Hingga tiga puluh menit yang lalu ia meninggalkanku dibawah derasnya air hujan yang sekarang telah merintik bagai jarum basah yang dingin dan mengunci tiap inchi persendian gerakku. Lidahku yang terasa kelu tak mampu untuk membalas segala perkatannya, hanya bisa tercekat tak bersuara. Hanya berdialog sunyi sambil menatap nyalang matanya yang tajam sampai mampu menekuk lututku hingga duduk bersimpuh di depannya.
Apa? Kenapa? Bagaimana?
Apa yang membuatnya memutuskan untuk mengakhiri kisah ini sementara akulah yang menjadi pihak yang terluka? Bagaimana bisa sekarang ia sebut aku orang yang membosankan? Tak lagi mengalihkan dunianya, huh? Sedangkan aku tahu itu semua sekedar alasan kamuflase yang dibuat karena ia telah menghianatiku. Kenapa? Kenapa ia hanya diam? Kenapa ia tak menjawab pertanyaan yang terlalu kunanti jawabnya?
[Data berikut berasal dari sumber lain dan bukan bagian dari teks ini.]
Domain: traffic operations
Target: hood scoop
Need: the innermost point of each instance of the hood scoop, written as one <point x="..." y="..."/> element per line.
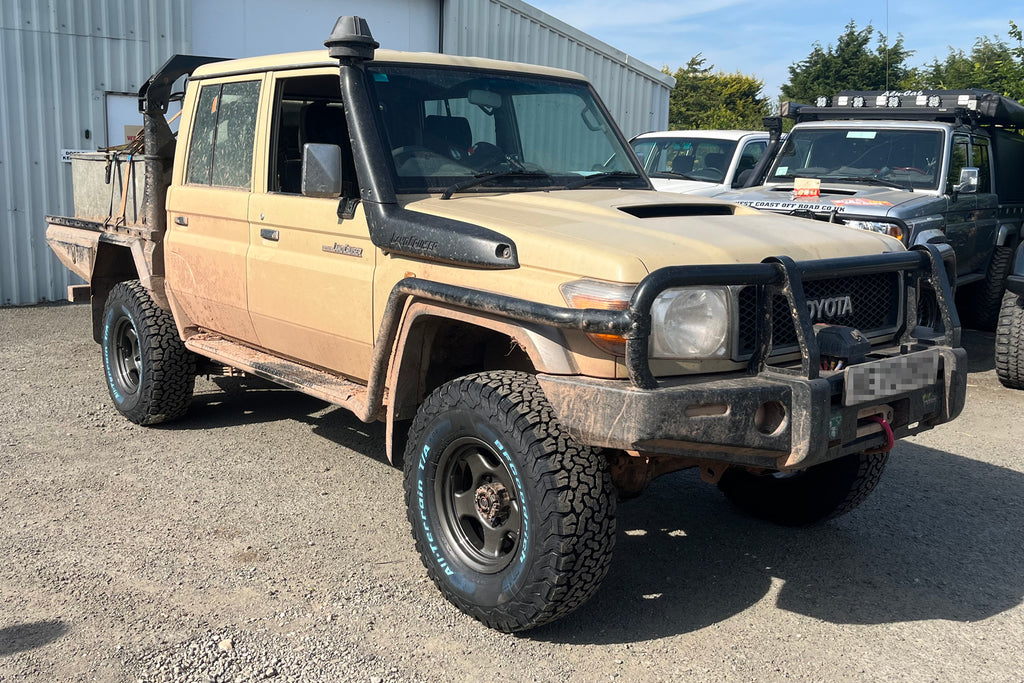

Tak sudikah karena ia sudah merasa terbang diatas awan hingga meninggalkan cinta yang purba ini? Tak mau lagikah memandangku lagi yang terlalu mendambanya? Telah puaskah karena ia telah meranggas semak belukar hingga ke akarnya? Membuatnya berdarah dengan luka yang melebar.
Aku yang masih bersimpuh di rerumputan basah ini, kau yang berlalu tanpa meninggalkan sejumput kata selamat tinggal untukku. Menengadahkan kepala sambil membuka mata memandang langit sepanjang horizon-nya. Kupikir kisah ini akan panjang-sepanjang langit itu, tapi kenyataannya tidak. Kisah ini tak lebih dari sungai yang meski mengalir pastilah berakhir pada muaranya. Kubiarkan mataku tertimpa air hujan yang terasa perih. Hujan yang seakan menertawai dan tersenyum mengejek dari atas sana. Hujan yang menjadi saksi berawal dan berakhirnya kisah klasik ini. Hujan yang tak bisa kuterjemahi lagi maknanya selain tak tertebak.
Ya, tak tertebak,
Sampai aku tahu terdengar bunyi setapak demi setapak langkah kaki meraih gendang telingaku. Kedua bola mataku teralihkan pada sesosok pria asing yang tepat berdiri didepanku sambil membawa payungnya. Dengan wajahnya yang sulit ku deskripsikan ia bertanya,
"Hey kau baik-baik saja? Kenapa hujan-hujanan seperti ini, kau bisa sakit?"
Ia membantuku berdiri dan menyodorkan payungnya untuk kuterima. Sedikit memaksa saat ia meraih tangan kananku agar tak usah merasa sungkan untuk menerima payung itu.
"Ambil saja, aku naik mobil" ucapnya sambil tersenyum ramah, dan menunjuk dengan dagunya kearah sebuah mobil yang berhenti tak jauh dari tempat kami berdiri. Aku tak tahu mengapa orang asing itu merelakan tubuhnya basah hanya untuk memberikan payung ini padaku.
"Terimakasih.."
"Aku Reita" ucap pria itu cepat seraya menjulurkan telapak tangannya, "Kau?"
Kusambut telapak tangannya yang entah kenapa terasa hangat ketika sudah kugenggam …. "Ruki.. namaku Ruki.."
~OWARI~
Endnnote: akakakak~ lagi2 epep abal dengan ide gaje beud muncul.